In the release, the agency states this is the first positive tick reported in the service area this year.
The health unit cautions the public to take precautions such as avoiding walking in tall grass, keep yards clear of overgrown vegetation and use regulated insect repellents.
If you find one on your skin, follow up with your health care provider to determine if you need treatment, especially if the tick has been attached for more than 24 hours.
Some of the precautions advocated by the health agency are;
Avoid walking in tall grass and make sure yards are kept clear of debris and overgrown vegetation, grass, bushes, and trees.
Keep wood piles and bird feeders away from homes.
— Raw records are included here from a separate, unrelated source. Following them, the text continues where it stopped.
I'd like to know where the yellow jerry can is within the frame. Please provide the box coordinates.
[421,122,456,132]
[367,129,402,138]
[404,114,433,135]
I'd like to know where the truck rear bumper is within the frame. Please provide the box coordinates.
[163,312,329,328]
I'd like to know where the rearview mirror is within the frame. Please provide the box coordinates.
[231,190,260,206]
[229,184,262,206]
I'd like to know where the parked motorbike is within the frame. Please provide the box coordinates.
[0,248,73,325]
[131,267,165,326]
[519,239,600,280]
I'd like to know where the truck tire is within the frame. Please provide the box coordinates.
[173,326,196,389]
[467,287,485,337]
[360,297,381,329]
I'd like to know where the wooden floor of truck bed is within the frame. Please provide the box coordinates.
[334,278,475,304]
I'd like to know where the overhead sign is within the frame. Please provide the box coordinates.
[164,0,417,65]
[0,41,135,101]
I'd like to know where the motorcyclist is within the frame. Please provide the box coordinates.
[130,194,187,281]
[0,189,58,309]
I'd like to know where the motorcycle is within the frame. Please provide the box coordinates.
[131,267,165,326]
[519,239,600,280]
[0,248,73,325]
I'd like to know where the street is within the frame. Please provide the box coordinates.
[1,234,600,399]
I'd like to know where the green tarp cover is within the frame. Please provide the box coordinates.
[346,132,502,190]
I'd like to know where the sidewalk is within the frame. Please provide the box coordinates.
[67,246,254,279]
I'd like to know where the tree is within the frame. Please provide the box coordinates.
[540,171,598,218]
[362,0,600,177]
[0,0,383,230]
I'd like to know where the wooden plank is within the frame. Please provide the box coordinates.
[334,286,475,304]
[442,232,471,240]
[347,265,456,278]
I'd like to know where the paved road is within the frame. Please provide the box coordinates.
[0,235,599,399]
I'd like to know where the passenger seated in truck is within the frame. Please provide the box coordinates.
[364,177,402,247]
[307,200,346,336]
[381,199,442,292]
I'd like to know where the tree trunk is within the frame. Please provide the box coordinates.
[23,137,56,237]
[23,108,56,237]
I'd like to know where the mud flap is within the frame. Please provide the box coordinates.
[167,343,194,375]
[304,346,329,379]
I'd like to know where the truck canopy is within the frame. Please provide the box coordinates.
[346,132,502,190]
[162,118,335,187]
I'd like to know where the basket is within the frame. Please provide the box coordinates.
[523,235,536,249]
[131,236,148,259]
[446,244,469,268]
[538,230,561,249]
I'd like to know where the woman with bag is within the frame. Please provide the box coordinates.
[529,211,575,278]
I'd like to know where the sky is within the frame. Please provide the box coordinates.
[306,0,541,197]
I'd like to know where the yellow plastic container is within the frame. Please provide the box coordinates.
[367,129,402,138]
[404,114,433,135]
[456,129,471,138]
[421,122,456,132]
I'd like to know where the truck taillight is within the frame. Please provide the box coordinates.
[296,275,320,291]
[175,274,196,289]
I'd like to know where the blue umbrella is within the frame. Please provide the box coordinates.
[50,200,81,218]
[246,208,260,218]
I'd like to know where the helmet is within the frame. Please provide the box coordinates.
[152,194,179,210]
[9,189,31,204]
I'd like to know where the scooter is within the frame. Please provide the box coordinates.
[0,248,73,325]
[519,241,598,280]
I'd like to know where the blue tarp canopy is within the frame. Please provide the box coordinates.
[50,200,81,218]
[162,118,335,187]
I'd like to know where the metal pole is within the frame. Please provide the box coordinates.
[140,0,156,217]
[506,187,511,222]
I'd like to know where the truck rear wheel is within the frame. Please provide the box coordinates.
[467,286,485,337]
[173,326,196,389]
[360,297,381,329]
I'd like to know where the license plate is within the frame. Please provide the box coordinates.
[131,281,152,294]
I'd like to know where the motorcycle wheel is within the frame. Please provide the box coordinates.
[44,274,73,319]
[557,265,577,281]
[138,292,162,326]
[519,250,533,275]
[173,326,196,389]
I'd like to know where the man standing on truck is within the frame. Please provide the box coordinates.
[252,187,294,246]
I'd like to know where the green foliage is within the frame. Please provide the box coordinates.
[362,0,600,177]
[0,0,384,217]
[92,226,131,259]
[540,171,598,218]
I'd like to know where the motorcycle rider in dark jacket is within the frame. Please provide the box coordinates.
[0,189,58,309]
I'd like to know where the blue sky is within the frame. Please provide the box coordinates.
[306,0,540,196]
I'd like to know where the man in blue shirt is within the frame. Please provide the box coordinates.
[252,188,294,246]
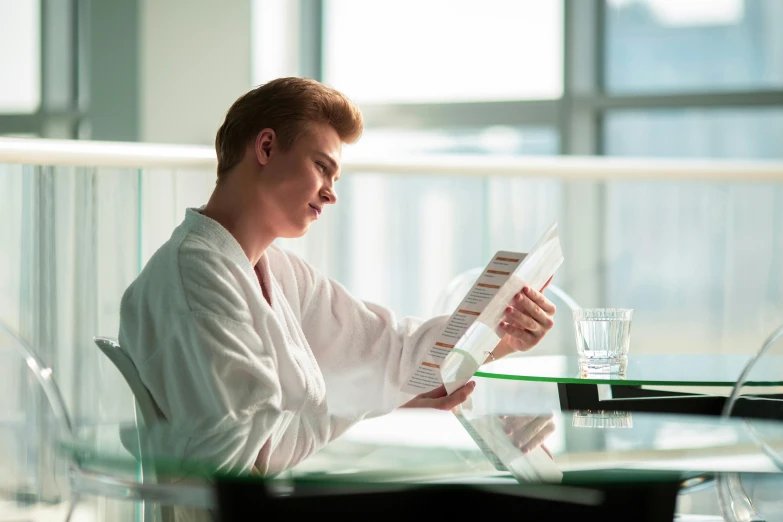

Wear a long-sleeved, light-coloured shirt, pants, and closed-toe shoes.
Use insect repellents that are federally regulated and contain DEET, and follow the manufacturer’s instructions for their safe use.
Check your clothing, body, and pets for ticks and change your clothing upon returning home from the outdoors.
Take a shower to help wash off ticks that have not yet attached themselves to the skin.
If you find a tick attached to a human
If a tick is found embedded in the skin, use tweezers to remove it as soon as possible.
Use fine-tipped tweezers to grab the tick close to the skin and gently pull straight up.
Wash the area with soap and water.
Put the tick in a dry container and bring it to your local public health unit to be sent for identification and testing for Lyme disease.
One of the typical signs of Lyme disease is a rash that looks like a bull’s eye: the bite area is surrounded by a round, red rash. Other symptoms of the disease can include fever, headache, and muscle and joint pain. If left untreated, Lyme disease can cause serious problems to the heart, joints, and nervous system. Lyme disease is treated with antibiotics.